On Aug 26, 2009, at 6:26 AM, Ben Laurie wrote:

On Mon, Aug 10, 2009 at 6:35 PM, Peter Gutmann<pgut...@cs.auckland.ac.nz > wrote:
More generally, I can't see that implementing client-side certs gives you much of anything in return for the massive amount of effort required because the problem is a lack of server auth, not of client auth. If I'm a phisher then I set up my bogus web site, get the user's certificate-based client auth message, throw it away, and report successful auth to the client. The browser then displays some sort of indicator that the high-security certificate auth was successful, and the user can feel more confident than usual in entering their credit card details. All you're doing is building even more substrate
for phishing attacks.

Without simultaneous mutual auth, which -SRP/-PSK provide but PKI doesn't, you're not getting any improvement, and potentially just making things worse
by giving users a false sense of security.

I certainly agree that if the problem you are trying to solve is
server authentication, then client certs don't get you very far. I
find it hard to feel very surprised by this conclusion.

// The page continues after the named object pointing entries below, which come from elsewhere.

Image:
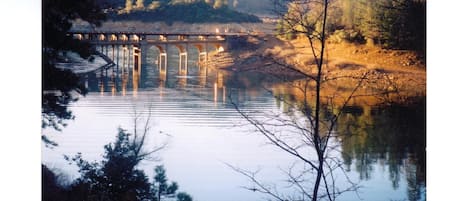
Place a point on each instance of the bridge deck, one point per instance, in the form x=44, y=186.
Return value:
x=156, y=33
x=151, y=42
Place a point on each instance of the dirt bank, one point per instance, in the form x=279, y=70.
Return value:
x=374, y=74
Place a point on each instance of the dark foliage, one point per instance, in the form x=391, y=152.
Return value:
x=58, y=86
x=116, y=177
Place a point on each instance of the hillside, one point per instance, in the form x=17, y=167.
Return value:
x=195, y=12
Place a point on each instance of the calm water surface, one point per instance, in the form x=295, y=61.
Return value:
x=384, y=150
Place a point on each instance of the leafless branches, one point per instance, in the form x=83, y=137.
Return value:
x=307, y=135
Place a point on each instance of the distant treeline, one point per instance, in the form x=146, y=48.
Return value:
x=191, y=11
x=395, y=24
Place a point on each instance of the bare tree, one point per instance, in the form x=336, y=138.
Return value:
x=311, y=128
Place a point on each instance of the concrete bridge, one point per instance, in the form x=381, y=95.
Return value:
x=134, y=44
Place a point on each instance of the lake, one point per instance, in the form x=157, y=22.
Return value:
x=382, y=147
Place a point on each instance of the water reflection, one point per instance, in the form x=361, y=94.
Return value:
x=392, y=136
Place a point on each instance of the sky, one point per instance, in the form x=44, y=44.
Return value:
x=20, y=86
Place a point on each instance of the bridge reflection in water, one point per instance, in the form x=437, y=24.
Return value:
x=166, y=56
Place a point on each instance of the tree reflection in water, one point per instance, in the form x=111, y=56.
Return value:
x=393, y=135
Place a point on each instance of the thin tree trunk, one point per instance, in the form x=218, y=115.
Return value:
x=317, y=137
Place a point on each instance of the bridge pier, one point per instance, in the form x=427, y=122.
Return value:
x=137, y=58
x=183, y=58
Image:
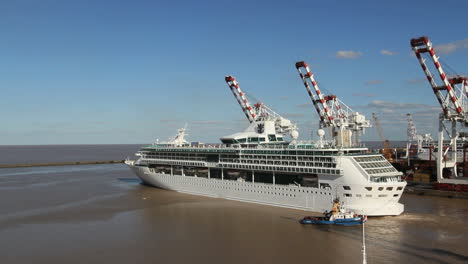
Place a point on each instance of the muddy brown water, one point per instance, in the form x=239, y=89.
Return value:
x=102, y=214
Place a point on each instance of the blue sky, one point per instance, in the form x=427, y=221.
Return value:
x=77, y=72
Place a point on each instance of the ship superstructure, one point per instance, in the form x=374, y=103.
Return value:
x=259, y=165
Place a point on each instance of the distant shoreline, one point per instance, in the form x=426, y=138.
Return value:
x=25, y=165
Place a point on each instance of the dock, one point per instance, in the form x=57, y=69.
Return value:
x=25, y=165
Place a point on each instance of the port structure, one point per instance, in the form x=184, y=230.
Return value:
x=261, y=112
x=451, y=93
x=386, y=151
x=346, y=125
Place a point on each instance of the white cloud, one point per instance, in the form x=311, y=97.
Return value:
x=448, y=48
x=415, y=81
x=364, y=94
x=373, y=82
x=305, y=105
x=348, y=54
x=388, y=52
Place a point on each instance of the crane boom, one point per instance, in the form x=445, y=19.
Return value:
x=260, y=112
x=240, y=97
x=326, y=119
x=333, y=112
x=411, y=131
x=444, y=89
x=377, y=125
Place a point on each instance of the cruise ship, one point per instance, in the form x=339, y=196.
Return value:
x=258, y=165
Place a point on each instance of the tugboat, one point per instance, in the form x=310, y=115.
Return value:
x=337, y=216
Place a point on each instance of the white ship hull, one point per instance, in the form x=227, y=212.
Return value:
x=372, y=203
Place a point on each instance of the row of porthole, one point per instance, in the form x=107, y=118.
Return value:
x=370, y=195
x=380, y=188
x=276, y=188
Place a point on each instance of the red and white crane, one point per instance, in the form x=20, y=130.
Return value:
x=260, y=112
x=451, y=93
x=240, y=97
x=333, y=113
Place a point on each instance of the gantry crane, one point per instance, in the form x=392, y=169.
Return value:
x=413, y=136
x=261, y=112
x=346, y=124
x=386, y=151
x=451, y=93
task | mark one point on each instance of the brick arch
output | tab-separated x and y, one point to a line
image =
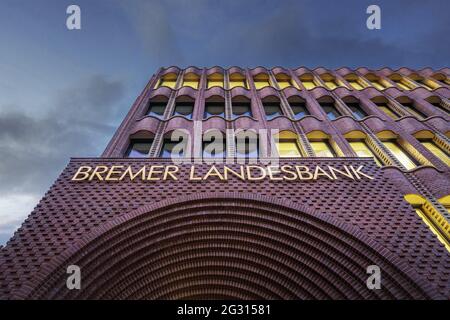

If the problem you are trying to solve is client authentication then
client certs have some obvious value.

That said, I do tend to agree that mutual auth is also a good avenue
to pursue, and the UI you describe fits right in with Chrome's UI in
other areas. Perhaps I'll give it a try.

This returns us to the previously-unsolved UI problem: how -- with today's users, and with something more or less like today's browsers since that's what today's users know -- can a spoof-proof password prompt be presented?